Ten minutes later, at 09:48, the Ukrainian state border service officially announced that Russian military vehicles had entered the Chernihiv region.
The bomb shelter
Chernihiv is in northern Ukraine on the border with Belarus – where Russian troops invaded from – and was immediately hit by shelling. Although Russia did not occupy the city, it was badly damaged.
On the evening after she gave birth, recovering from surgery and barely able to get out of bed, Hanna was told to go down to a bomb shelter with her babies. “I was totally lost. I didn’t understand how I would get there,” she says.
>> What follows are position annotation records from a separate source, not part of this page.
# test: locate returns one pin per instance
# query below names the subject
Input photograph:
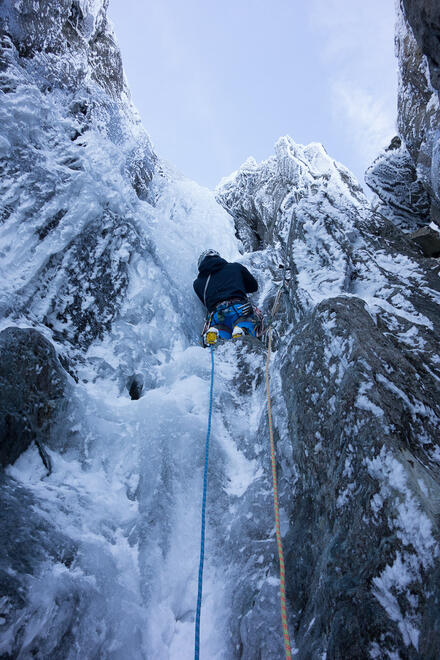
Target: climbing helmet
(207, 253)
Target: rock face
(403, 198)
(74, 160)
(32, 383)
(417, 46)
(98, 246)
(359, 384)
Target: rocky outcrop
(424, 18)
(33, 384)
(428, 239)
(416, 164)
(403, 198)
(359, 384)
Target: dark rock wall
(33, 384)
(418, 120)
(357, 358)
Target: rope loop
(202, 535)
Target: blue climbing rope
(202, 540)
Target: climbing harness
(287, 647)
(202, 536)
(246, 315)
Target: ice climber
(222, 287)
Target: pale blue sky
(217, 82)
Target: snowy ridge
(361, 316)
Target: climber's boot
(238, 332)
(211, 336)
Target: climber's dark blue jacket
(228, 280)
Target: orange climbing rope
(286, 637)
To reach it, she had to go outside, where the temperature was close to zero. The nurses wrapped the babies in warm blankets and carried them for her.
There were about 100 people with newborns in the shelter and hospital staff delivered 20 babies down there, they later told Ukrainian media.
Although Hanna’s daughters were healthy, they were premature. Normally, they would have been put in a special incubator, but there wasn’t one in the shelter, so the nurses took it in turns to cuddle them under their clothes to keep them warm.
“The girls were so defenceless. I was lying next to them and didn’t know how to help them,” Hanna says, her voice trembling.
They were tiny – Emilia and Melania weighed just 3.5lb and 3lb (1.6kg and 1.4kg), but Olivia was even smaller. She was 2.5lb (1.1kg) and she needed to be moved to the intensive care unit if she was going to survive.
Hanna and Andriy decided they couldn’t send her there alone, so after a week in the bomb shelter the whole family moved up to the hospital’s first floor.
Olivia was in intensive care for about two weeks. “We stayed in the hospital’s corridor with the other two girls and only went down to the basement when there were massive explosions,” says Hanna.
At one point, Hanna was sitting in a corridor with Emilia and Melania, when she suddenly saw a massive flash followed by pitch darkness and smoke.
“I jumped up and grabbed my children, not knowing whether I was dead or alive,” she says.
Then she saw Andriy running towards her and they rushed to the intensive care room to see if Olivia had been hurt.
They ran past shattered windows, blown-off doors and destroyed walls. But luckily Olivia’s room had not been touched and she was safe.
‘Hold on, I’m protecting you’
Finally, on 20 March the family left the hospital and with the help of volunteers were evacuated to Kyiv.
The journey, which would normally have taken two hours, took five as they had to take a roundabout route to avoid Russian troops.
They later spent a few months in Slovakia before returning to their hometown.
All that time, Hanna was desperate for her father Anatolii to meet his granddaughters. He was fighting in the Ukrainian army and his messages were a source of huge strength.
“He kept saying: ‘Hold on, I’m protecting you, I’m defending you. We will fight the Russians off,'” she recalls.
After Russian forces withdrew from the Chernihiv region in April 2022, Anatolii was sent to eastern Ukraine.
The family hoped he would come home in time for the girls’ first birthday, but he never made it. On 11 January 2023 he was killed on the front line near Terny village in Donetsk. He was 51 years old.
“I keep thinking that the war will end and he will come home from the battlefield,” says Hanna with tears in her eyes. “I can’t believe that our whole family won’t be together.”
She and Andriy compare the first year of their babies’ lives to “a scary movie”, but they say that thanks to the girls, there has also been a lot of love and happiness – “three times more”.